Il paracetamolo resta raccomandato in gravidanza –  Il paracetamolo, o acetaminofene, resta il trattamento di riferimento per febbre e dolore in gravidanza, raccomandato da tutte le principali agenzie regolatorie, tra cui l’Agenzia europea dei medicinali (EMA), la UK MHRA e la Therapeutic Goods Administration australiana. A seguito delle dichiarazioni di Trump, gli enti regolatori e le società scientifiche internazionali hanno rinnovato l’invito alle donne in gravidanza a consultare il proprio medico e a basarsi su informazioni scientifiche e aggiornate. “Le donne devono essere rassicurate — sottolineano gli autori — e incoraggiate a utilizzare il paracetamolo quando necessario, alle dosi più basse efficaci e per il minor tempo possibile”.

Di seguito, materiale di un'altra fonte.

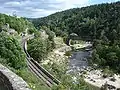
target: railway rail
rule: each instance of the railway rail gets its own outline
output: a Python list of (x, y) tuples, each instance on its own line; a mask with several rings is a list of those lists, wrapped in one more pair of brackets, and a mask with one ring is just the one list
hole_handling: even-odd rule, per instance
[(26, 53), (27, 65), (29, 69), (40, 79), (42, 79), (48, 87), (58, 85), (60, 81), (50, 74), (45, 68), (38, 64), (30, 55), (25, 48), (25, 41), (23, 42), (23, 49)]

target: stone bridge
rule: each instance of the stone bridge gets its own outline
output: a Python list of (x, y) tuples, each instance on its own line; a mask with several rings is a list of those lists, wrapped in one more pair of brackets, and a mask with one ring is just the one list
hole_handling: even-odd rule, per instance
[(31, 90), (27, 83), (0, 64), (0, 90)]

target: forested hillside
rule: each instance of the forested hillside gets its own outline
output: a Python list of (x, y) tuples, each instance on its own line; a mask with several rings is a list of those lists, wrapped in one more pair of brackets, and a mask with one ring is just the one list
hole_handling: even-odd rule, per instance
[(91, 63), (120, 72), (120, 2), (74, 8), (32, 22), (37, 28), (46, 26), (57, 36), (74, 32), (81, 39), (91, 39)]
[(33, 24), (25, 20), (25, 18), (17, 18), (14, 16), (0, 14), (0, 30), (6, 23), (9, 24), (10, 28), (15, 29), (18, 33), (25, 31), (28, 27), (29, 31), (35, 30)]

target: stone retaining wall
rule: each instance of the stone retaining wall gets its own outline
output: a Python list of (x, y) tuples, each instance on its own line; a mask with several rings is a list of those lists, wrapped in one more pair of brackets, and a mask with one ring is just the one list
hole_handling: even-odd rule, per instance
[(18, 75), (0, 64), (0, 90), (31, 90)]

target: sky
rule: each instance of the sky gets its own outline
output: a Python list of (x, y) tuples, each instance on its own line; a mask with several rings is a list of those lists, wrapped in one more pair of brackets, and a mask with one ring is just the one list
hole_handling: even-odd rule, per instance
[(38, 18), (70, 8), (80, 8), (120, 0), (0, 0), (0, 13)]

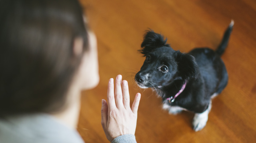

Servono studi di qualità più elevata –  Gli studiosi riconoscono alcuni limiti: le revisioni differivano per metodi, criteri e qualità dei dati, e non è stato possibile analizzare nel dettaglio il ruolo di dosi e tempi di esposizione. Inoltre, le analisi si sono concentrate soltanto su autismo e ADHD, senza includere altri possibili esiti neurologici. Nonostante ciò, gli autori concludono che le prove attuali non supportano un nesso causale tra l’uso di paracetamolo in gravidanza e lo sviluppo di disturbi del neurosviluppo. “L’attuale base di evidenze è insufficiente per collegare definitivamente l’esposizione in utero al paracetamolo con autismo o ADHD”, si legge nell’articolo. “Servono studi di alta qualità, capaci di controllare in modo rigoroso i fattori confondenti familiari e ambientali”. In sintesi: il paracetamolo resta un farmaco sicuro, se usato responsabilmente e sotto indicazione medica, anche in gravidanza.